Major among Trump’s lies have been his alternative facts regarding Russia’s interference in the 2016 election and the involvement of members of his campaign with Russia – a serious national security issue. Trump has sought to deflect public attention and negative public opinion on this issue by assigning it all simply to a media that’s out to get him.

Now Trump’s assault on an American free press has taken another dangerous turn. The New York Times is reporting today that one of its reporters, Ali Watkins, was notified by the Justice Department that it had obtained years of her “customer records and subscriber information from telecommunications companies, including Google and Verizon, for two email accounts and a phone number of hers.” The Times’ report notes that “investigators did not obtain the content of the messages themselves.”

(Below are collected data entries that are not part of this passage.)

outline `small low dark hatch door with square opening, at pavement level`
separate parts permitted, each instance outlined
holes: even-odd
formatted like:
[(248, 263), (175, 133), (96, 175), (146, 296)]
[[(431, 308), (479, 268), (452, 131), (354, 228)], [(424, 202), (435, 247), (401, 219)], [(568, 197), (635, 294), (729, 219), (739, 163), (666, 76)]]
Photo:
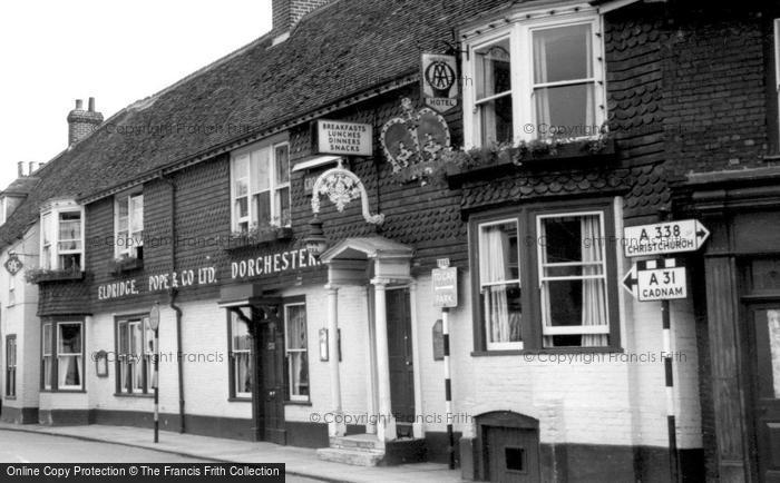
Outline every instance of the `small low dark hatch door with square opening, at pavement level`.
[(535, 430), (488, 426), (485, 431), (491, 482), (525, 483), (539, 480), (539, 437)]

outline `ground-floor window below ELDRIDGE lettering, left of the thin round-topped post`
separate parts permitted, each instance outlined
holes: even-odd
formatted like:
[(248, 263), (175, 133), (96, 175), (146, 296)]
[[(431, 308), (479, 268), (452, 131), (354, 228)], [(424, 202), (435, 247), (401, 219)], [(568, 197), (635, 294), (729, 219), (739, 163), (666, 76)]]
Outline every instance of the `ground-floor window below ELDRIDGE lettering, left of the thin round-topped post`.
[(154, 331), (148, 316), (117, 319), (117, 394), (146, 394), (152, 385)]

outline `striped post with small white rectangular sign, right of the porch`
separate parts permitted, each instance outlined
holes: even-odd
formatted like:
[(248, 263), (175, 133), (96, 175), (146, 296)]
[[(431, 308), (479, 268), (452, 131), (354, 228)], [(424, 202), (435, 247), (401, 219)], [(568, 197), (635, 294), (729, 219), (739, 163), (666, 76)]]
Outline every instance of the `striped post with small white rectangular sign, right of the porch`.
[(441, 308), (441, 335), (445, 348), (445, 413), (447, 415), (447, 454), (449, 469), (455, 470), (455, 433), (452, 432), (452, 382), (449, 362), (449, 309), (458, 306), (458, 269), (449, 266), (449, 258), (438, 260), (433, 268), (433, 306)]

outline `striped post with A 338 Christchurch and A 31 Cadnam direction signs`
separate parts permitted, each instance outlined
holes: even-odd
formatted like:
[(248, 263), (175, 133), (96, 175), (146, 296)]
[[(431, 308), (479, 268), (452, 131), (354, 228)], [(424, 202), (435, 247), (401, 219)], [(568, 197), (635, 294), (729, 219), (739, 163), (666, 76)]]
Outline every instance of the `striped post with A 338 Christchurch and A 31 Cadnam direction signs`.
[[(624, 228), (623, 248), (626, 257), (696, 252), (710, 237), (710, 230), (696, 219), (671, 221), (666, 210), (662, 211), (661, 217), (663, 223)], [(623, 278), (623, 286), (640, 302), (661, 300), (669, 467), (672, 481), (676, 482), (680, 479), (680, 461), (672, 367), (672, 317), (669, 300), (688, 297), (685, 267), (679, 266), (675, 258), (637, 262)]]

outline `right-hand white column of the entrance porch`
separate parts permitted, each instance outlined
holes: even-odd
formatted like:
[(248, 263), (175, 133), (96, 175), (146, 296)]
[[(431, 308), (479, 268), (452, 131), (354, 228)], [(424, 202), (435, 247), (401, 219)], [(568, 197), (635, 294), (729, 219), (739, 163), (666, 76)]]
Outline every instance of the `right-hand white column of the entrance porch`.
[(377, 321), (377, 382), (379, 383), (379, 416), (377, 436), (379, 441), (396, 440), (396, 418), (392, 417), (392, 404), (390, 400), (390, 354), (388, 351), (388, 314), (386, 288), (387, 279), (374, 278), (371, 280), (374, 287)]

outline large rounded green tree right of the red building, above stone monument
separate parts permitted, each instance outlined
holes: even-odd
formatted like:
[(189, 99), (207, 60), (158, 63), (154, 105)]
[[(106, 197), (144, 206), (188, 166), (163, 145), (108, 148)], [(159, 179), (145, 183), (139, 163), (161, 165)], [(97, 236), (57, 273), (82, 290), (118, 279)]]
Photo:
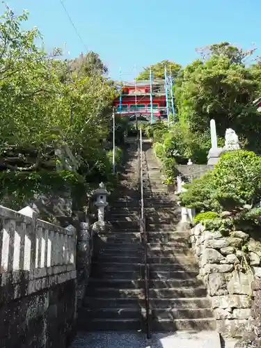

According to the Times report, the seizure of documents from its reporter was in connection with the investigation of James Wolfe, a former aide to the Senate Intelligence Committee who had worked there for almost three decades. He and Watkins had been in a personal relationship. Wolfe has been arrested and is expected to make his first court appearance today.

The Times quotes Ben Smith, the Editor in Chief of BuzzFeed News, where Watkins previously worked, as follows: “We’re deeply troubled by what looks like a case of law enforcement interfering with a reporter’s constitutional right to gather information about her own government.”

It should be stressed that this is a government being run by a President who believes he is above the law, can “demand” whom the Justice Department investigates, feels that he has the right to silence members of the press through intimidation, and has turned lying to the American people into an art form.

Another Censored Cartoon by Rob Rogers Ridicules Trump's Comment that He Can Pardon Himself

Another Censored Cartoon by Rob Rogers Ridicules Trump’s Comment that He Can Pardon Himself

On Wednesday evening Rob Rogers, a veteran cartoonist for the Pittsburgh Post-Gazette, went on CNN’s Jake Tapper program to reveal that his newspaper was censoring his cartoons that were boldly critical of Trump. The censorship apparently came from Keith Burris, the newspaper’s editorial director, who refused to publish six of Rogers’ latest cartoons.

The newspaper’s ugly turn toward Trumpism produced an editorial titled “Reason as Racism” in January, following the President’s use of the term “shithole” to describe some African nations. The editorial said “Calling the president a racist helps no one — it is simply another way (the Russia and instability cards having been played unsuccessfully) to attempt to delegitimize a legitimately elected president.”

The editorial outraged the Newspaper Guild of Pittsburgh which issued a January 16 letter to the paper, writing that the Guild “is collectively appalled and crestfallen by the repugnant editorial ‘Reason as Racism.’ As a matter of course, the Guild does not weigh in on editorial positions, but this piece is so extraordinary in its mindless, sycophantic embrace of racist values and outright bigotry espoused by this country’s President that we would be morally, journalistically, and humanly remiss not to speak out against it.”

Burris’s censorship of Rogers is likely being buttressed by John Robinson Block, the newspaper’s publisher and owner, according to the media monitoring organization, FAIR, which reports that Block is “an open Trump supporter.”

The new assaults on the media come as Time Magazine’s June 18 cover features Trump in a business suit looking into a mirror where he sees his image as that of a king. The cover includes the titles of feature stories inside, one on “Visions of Absolute Power,” another titled “Trump vs the Constitution,” and a third suggesting “Why Mueller Won’t Indict.”

What is happening in America is not normal – as so many continue to stress. The danger is that as Trump continues to define deviancy down and as he makes so many power grabs simultaneously in so many directions, Americans may become desensitized simply because it will be impossible to keep up. To counter that dangerous trend will require removing his sycophants in Congress on November 6 and replacing them with members who will hold the President accountable through legislation, lawsuits, meaningful investigations and, yes, impeachment, if the facts warrant.